In a dusty pink colour, the beautiful Art Deco architecture of the villa was built by the Porto architect José Marques da Silva as the family summer residence of Count Carlos Alberto Cabral, who were textile manufacturers. The private residence is spread over three floors by combining neoclassical, romantic, and art deco elements created by the culturati of the day -Marques da Silva, Charles Siclis, Jacques Émile Ruhlmann, René Lalique and Edgar Brandt. Only some of the original furniture can still be viewed, but features like the René Lalique skylight and the two-storey central hall are peeks into how the industrial elite of Portugal lived at the time.
The surrounding park, made up of landscaped gardens, was designed by João Gomes da Silva, and still contains the most important species that occupied the land before. Today, it displays sculptures by Claes Oldenburg, Dan Graham, and Richard Serra permanently.

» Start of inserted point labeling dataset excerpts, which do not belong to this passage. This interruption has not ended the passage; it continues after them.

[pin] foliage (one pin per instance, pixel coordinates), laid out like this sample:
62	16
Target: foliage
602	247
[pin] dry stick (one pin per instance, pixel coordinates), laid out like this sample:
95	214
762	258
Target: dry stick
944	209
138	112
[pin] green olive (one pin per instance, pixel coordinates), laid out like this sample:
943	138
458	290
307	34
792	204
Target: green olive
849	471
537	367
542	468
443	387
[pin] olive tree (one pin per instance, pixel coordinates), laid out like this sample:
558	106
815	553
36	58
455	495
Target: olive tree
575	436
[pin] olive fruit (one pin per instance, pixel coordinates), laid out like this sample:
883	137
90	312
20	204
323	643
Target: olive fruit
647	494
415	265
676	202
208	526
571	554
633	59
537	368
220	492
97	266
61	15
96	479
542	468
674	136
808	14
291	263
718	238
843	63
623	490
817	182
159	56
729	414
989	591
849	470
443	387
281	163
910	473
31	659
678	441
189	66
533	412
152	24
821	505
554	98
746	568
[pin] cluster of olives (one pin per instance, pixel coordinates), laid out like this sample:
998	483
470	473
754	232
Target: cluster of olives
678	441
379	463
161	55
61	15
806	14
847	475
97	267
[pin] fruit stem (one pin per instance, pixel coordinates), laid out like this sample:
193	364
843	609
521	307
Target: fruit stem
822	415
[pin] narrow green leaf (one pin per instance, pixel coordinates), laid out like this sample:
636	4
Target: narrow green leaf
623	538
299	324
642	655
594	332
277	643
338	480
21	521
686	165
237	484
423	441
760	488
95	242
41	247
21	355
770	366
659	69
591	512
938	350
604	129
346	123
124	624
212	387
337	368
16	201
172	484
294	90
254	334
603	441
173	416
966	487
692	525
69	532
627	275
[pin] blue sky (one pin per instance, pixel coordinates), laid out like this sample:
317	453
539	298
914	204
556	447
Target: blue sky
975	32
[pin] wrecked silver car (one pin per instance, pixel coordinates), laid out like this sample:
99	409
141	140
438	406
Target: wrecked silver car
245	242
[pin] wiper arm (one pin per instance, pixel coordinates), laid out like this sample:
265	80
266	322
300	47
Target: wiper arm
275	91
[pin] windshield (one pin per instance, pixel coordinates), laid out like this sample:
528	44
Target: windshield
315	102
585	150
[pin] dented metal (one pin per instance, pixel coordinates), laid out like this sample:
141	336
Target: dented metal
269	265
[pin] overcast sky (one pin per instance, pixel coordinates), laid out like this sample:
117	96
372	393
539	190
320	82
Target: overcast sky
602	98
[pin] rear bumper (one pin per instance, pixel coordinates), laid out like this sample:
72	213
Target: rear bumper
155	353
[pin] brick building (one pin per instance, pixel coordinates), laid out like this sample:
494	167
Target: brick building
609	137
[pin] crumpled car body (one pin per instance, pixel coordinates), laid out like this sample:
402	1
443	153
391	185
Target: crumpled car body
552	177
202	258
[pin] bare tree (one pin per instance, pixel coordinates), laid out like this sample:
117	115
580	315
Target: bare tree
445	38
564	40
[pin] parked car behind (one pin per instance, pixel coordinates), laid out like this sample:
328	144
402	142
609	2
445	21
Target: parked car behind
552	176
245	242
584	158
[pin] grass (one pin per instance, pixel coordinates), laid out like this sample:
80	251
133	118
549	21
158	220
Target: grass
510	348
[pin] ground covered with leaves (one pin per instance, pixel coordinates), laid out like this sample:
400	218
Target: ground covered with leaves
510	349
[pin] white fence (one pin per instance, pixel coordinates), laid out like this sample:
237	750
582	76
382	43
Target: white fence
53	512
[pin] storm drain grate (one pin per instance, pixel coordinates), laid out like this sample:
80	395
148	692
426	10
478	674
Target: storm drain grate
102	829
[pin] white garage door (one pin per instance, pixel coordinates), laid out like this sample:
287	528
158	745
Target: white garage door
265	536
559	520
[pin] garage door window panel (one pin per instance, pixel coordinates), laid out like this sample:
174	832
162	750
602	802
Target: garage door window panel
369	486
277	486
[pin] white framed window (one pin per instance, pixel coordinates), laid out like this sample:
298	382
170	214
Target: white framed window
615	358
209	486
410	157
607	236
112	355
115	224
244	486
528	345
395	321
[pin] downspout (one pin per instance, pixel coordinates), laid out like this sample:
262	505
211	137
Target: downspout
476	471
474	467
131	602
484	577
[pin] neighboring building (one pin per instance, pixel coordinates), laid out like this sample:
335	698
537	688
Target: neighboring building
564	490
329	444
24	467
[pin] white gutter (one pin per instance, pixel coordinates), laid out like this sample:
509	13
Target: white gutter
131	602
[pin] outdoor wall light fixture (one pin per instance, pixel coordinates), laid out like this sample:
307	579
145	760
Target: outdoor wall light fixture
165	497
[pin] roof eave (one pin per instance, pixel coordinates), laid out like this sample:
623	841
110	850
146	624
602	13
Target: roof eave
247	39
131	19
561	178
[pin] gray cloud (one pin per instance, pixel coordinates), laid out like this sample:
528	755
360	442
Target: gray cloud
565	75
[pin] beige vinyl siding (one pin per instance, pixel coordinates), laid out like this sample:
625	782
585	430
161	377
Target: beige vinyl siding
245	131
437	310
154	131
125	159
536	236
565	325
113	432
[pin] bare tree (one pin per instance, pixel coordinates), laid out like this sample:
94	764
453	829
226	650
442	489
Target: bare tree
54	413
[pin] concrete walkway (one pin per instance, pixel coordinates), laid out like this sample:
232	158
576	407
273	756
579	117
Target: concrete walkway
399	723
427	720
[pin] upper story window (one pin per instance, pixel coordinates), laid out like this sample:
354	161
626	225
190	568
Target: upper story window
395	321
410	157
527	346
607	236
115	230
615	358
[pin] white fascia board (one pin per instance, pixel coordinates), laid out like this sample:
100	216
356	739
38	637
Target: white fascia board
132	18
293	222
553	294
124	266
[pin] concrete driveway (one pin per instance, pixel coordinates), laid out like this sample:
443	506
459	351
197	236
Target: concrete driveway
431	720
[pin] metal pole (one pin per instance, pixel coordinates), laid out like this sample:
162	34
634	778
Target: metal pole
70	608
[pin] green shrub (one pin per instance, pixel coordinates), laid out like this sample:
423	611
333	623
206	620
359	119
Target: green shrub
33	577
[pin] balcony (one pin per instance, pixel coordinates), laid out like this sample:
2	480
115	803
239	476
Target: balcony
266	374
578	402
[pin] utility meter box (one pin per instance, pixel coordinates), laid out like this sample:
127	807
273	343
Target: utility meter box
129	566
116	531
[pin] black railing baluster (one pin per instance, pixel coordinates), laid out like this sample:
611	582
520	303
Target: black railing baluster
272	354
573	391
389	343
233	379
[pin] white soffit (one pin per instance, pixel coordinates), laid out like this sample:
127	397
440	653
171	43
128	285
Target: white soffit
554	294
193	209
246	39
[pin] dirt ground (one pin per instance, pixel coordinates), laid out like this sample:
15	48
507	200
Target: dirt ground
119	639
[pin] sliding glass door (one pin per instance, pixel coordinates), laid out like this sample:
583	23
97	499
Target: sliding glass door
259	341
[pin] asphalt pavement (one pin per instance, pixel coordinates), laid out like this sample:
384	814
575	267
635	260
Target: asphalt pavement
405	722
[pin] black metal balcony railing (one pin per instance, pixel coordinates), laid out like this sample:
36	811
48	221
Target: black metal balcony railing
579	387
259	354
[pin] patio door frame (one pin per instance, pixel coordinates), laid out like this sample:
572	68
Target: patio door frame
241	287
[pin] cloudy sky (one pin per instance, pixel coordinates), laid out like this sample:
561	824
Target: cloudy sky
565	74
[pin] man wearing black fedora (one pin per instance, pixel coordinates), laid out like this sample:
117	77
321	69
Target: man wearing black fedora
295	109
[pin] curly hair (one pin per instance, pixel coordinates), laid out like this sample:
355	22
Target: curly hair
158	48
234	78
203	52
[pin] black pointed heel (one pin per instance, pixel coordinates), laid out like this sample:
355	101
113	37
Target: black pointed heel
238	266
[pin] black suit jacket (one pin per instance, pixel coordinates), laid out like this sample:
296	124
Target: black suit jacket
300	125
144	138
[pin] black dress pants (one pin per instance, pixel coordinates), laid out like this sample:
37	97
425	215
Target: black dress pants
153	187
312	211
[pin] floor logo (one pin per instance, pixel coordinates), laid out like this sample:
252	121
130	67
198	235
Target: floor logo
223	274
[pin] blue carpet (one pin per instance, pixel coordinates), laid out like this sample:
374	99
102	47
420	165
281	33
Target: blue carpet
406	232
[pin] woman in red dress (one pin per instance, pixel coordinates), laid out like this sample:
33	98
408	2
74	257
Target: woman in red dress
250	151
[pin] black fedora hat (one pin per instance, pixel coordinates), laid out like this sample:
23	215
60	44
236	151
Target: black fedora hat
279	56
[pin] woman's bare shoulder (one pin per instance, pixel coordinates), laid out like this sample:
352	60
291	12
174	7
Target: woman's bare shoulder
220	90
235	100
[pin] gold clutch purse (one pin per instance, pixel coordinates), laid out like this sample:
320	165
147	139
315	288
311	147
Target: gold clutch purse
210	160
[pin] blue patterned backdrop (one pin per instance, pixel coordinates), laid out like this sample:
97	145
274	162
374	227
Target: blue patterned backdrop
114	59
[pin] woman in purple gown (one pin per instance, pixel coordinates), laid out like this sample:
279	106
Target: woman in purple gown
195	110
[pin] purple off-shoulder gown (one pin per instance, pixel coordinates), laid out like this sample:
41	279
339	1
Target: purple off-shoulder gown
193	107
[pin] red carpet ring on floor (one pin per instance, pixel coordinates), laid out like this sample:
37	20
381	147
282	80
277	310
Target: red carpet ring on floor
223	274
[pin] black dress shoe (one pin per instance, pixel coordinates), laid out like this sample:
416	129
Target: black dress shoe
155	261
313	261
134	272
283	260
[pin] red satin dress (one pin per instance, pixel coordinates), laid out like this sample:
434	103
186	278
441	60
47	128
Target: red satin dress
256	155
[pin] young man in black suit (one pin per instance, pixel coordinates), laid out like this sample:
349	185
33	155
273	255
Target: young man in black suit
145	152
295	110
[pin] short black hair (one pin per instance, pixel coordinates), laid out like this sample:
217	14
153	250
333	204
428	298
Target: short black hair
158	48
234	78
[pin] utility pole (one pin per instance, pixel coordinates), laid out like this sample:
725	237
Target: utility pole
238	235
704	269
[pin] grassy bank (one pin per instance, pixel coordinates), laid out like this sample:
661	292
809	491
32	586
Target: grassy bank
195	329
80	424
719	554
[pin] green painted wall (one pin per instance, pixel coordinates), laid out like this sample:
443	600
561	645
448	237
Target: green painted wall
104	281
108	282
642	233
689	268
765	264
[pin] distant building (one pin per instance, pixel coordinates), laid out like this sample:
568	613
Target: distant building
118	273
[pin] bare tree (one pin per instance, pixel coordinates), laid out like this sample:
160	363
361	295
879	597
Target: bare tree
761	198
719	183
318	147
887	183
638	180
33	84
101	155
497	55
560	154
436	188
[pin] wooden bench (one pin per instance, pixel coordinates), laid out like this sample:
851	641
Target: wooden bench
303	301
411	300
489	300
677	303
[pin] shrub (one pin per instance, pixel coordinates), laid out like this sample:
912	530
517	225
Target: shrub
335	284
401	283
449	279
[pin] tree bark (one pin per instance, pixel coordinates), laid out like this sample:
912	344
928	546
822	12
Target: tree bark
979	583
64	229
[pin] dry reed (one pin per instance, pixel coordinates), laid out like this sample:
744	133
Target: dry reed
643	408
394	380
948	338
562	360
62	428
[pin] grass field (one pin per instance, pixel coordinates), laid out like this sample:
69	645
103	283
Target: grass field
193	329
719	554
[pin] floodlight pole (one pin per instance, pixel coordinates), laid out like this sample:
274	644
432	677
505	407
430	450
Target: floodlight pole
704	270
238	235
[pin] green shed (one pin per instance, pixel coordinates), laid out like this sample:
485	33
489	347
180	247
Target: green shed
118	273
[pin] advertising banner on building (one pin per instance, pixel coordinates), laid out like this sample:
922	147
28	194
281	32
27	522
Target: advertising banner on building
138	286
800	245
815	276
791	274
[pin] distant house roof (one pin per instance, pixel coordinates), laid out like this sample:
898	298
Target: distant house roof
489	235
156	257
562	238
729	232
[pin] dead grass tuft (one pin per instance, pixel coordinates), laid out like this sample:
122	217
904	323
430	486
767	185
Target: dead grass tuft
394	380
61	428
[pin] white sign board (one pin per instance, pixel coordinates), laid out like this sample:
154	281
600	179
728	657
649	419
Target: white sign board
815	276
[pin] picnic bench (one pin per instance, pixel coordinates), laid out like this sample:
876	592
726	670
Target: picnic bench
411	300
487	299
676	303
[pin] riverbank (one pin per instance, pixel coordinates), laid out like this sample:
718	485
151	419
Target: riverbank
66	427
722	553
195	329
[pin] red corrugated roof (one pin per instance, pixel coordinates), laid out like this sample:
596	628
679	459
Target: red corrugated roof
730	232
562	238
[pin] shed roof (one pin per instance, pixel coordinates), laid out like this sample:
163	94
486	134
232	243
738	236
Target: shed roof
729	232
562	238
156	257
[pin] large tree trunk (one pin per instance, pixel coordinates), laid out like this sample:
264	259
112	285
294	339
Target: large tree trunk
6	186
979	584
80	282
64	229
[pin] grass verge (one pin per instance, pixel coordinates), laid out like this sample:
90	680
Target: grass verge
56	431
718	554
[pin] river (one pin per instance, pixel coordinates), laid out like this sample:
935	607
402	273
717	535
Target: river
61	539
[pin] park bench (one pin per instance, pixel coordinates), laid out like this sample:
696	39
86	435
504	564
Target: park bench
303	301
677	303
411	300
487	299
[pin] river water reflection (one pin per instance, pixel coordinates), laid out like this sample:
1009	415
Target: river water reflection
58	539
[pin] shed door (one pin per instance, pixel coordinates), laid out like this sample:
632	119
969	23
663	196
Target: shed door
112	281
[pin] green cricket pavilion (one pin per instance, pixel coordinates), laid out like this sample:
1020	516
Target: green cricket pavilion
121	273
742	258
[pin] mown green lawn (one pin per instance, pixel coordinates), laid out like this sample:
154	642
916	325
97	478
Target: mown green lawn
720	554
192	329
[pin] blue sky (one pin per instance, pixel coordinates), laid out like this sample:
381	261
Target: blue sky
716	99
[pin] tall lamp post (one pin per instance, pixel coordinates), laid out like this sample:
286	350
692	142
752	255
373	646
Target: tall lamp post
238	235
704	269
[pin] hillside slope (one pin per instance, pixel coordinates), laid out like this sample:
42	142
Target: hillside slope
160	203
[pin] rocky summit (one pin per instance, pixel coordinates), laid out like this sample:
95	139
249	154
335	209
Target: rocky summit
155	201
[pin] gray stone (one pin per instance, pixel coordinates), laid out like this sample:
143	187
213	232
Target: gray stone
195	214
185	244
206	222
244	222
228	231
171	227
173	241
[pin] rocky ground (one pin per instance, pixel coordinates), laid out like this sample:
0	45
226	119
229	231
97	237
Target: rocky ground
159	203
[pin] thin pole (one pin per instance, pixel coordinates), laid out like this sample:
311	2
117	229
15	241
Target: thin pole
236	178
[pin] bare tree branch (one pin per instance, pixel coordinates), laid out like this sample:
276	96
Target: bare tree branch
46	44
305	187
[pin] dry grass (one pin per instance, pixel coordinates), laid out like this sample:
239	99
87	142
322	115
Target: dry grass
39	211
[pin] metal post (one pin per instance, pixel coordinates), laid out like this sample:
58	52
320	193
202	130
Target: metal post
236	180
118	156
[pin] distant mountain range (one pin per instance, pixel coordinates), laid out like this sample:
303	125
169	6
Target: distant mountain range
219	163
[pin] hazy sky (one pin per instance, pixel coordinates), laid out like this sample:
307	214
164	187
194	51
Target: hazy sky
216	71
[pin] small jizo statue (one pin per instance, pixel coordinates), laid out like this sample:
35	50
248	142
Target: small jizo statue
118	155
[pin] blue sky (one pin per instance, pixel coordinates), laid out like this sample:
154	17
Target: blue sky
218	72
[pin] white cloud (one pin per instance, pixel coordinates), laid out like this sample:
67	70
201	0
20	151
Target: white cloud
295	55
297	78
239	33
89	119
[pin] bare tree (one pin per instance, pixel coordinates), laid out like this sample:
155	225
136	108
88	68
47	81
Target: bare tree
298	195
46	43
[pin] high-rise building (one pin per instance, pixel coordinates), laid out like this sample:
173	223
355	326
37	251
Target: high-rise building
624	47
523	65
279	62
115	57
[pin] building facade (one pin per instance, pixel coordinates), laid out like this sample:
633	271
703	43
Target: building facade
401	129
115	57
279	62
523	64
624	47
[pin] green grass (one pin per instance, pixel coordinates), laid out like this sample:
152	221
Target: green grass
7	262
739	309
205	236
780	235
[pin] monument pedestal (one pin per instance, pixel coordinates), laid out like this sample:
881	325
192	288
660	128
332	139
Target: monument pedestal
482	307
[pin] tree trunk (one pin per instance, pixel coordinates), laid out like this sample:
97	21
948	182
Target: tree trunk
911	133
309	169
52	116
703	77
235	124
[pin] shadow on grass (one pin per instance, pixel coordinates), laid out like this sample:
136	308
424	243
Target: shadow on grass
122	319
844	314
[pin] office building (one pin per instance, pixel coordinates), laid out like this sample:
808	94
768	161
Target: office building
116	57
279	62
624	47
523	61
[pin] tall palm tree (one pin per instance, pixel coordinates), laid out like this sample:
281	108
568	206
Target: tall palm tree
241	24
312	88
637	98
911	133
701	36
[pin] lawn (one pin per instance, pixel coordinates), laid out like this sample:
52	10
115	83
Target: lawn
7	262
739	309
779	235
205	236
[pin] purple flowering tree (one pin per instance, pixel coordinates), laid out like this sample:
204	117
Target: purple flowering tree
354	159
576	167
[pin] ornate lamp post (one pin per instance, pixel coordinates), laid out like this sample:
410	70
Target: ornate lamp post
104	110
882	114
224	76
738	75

The Serralves Museum of Contemporary Art itself is housed in the contemporary Álvaro Siza building. A low-rise structure that interferes with the landscape as little as possible, it’s a serene, minimalist structure in white stucco, which integrates beautifully with its surroundings. As the Foundation’s primary exhibition space, the museum organizes three parallel exhibitions in its central body and two wings a year. An L-shaped patio structure complements the whole. Well-known artists like Franz West, Luc Tuymans, Bruce Nauman and Helena Almeida have had exhibitions here.